Brett Kavanaugh’s Supreme Court confirmation hearing is slated to begin Tuesday, September 4, at 9:30 a.m. before the Senate Judiciary Committee. It is safe to say that the hearing will be replete with the usual senatorial posturing and pandering. But if they actually get around to asking the nominee some substantive questions, among those that loom largest is how Kavanaugh conceives of the judicial power.
Given his dozen years on the D.C. Circuit, Kavanaugh surely has some thoughts on how to balance the competing concerns of Article III. On one hand, no one wants an ineffective and feeble judiciary, deferential to the other branches of government. Yet, on the other hand, no one wants an activist judiciary, exercising powers that the Constitution reserves for Congress, the executive branch, or the states.

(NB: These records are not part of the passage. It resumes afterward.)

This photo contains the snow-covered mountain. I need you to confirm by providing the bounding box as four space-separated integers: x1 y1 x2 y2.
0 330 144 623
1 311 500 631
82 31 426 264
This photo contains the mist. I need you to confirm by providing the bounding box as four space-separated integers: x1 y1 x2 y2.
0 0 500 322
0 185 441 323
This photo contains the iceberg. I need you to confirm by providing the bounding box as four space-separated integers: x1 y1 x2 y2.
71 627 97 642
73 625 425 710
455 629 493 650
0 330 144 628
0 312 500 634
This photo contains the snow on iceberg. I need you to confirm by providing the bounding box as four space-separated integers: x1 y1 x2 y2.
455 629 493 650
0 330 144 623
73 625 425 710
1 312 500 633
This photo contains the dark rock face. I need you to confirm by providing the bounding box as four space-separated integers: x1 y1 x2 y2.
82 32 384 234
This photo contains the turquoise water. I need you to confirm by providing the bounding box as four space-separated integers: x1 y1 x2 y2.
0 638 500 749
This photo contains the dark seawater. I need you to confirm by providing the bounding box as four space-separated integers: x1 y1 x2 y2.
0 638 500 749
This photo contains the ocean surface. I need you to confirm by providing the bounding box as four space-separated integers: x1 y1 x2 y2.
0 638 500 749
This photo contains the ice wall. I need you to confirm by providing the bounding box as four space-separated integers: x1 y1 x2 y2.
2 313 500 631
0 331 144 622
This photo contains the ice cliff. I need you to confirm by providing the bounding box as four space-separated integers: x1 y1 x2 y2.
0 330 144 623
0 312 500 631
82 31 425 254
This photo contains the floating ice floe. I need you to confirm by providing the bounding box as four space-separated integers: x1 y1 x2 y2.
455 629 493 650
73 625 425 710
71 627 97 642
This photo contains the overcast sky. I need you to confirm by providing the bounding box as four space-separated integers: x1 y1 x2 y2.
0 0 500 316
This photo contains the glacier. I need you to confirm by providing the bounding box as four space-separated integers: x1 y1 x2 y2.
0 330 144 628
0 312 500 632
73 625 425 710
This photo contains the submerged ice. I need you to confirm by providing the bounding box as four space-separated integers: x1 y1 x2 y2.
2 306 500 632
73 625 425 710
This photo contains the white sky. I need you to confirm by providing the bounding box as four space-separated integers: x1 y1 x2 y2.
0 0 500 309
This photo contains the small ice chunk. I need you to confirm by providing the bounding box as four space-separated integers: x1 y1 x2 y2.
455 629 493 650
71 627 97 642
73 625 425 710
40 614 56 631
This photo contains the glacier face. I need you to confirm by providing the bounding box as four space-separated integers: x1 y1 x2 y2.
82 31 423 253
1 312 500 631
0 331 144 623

If Kavanaugh has the fortune and dexterity to successfully navigate the confirmation gauntlet, he’ll have an opportunity to consider the proper scope of the judicial role in his first term on the Supreme Court. In April, the court granted CEI’s petition for review in Frank v. Gaos and CEI filed its opening brief over the summer. Several cogent amicus briefs in support of CEI, including a bipartisan coalition of 19 state attorneys general, raise broad and fundamental questions about the “cy pres” project in which many plaintiffs’ attorneys have been enlisting the federal judiciary.
In rough sketch, the cy pres project calls upon courts to endorse giving class members’ money to unrelated organizations favored by the class’s attorneys. But more than that, it forces courts to act as grant-making legislative institutions, a role outside their jurisdiction and competence. The briefs from the Center for Constitutional Jurisprudence and the Atlantic Legal Foundation, and Lawyers for Civil Justice highlight this issue, with CCJ noting how cy pres converts a bilateral dispute between plaintiffs and defendant into a trilateral affair where a non-injured organization winds up with the money. In many cases it’s more like converting the case into a multi-headed hydra with multiple organizations all jockeying for the class members’ coveted settlement funds.
Judge Kavanaugh’s former colleague on the D.C. Circuit Court of Appeals, Judge Janice Rogers Brown expressed similar views on the unconstitutionality of permitting judges to act as philanthropic foundations. She wrote, “A court risks violating Article III justiciability requirements should it adjudicate disputes between cy pres recipients and would-be recipients, as none would possess an injury in fact. In this trilateral process, there is no neutral, adjudicative standard by which a court can determine” who should get the money.
Kavanaugh did not sit on that case so his views remain unknown, but by the end of his first term we may know whether he agrees with Judge Brown’s view or whether judges should act as legislative grant makers.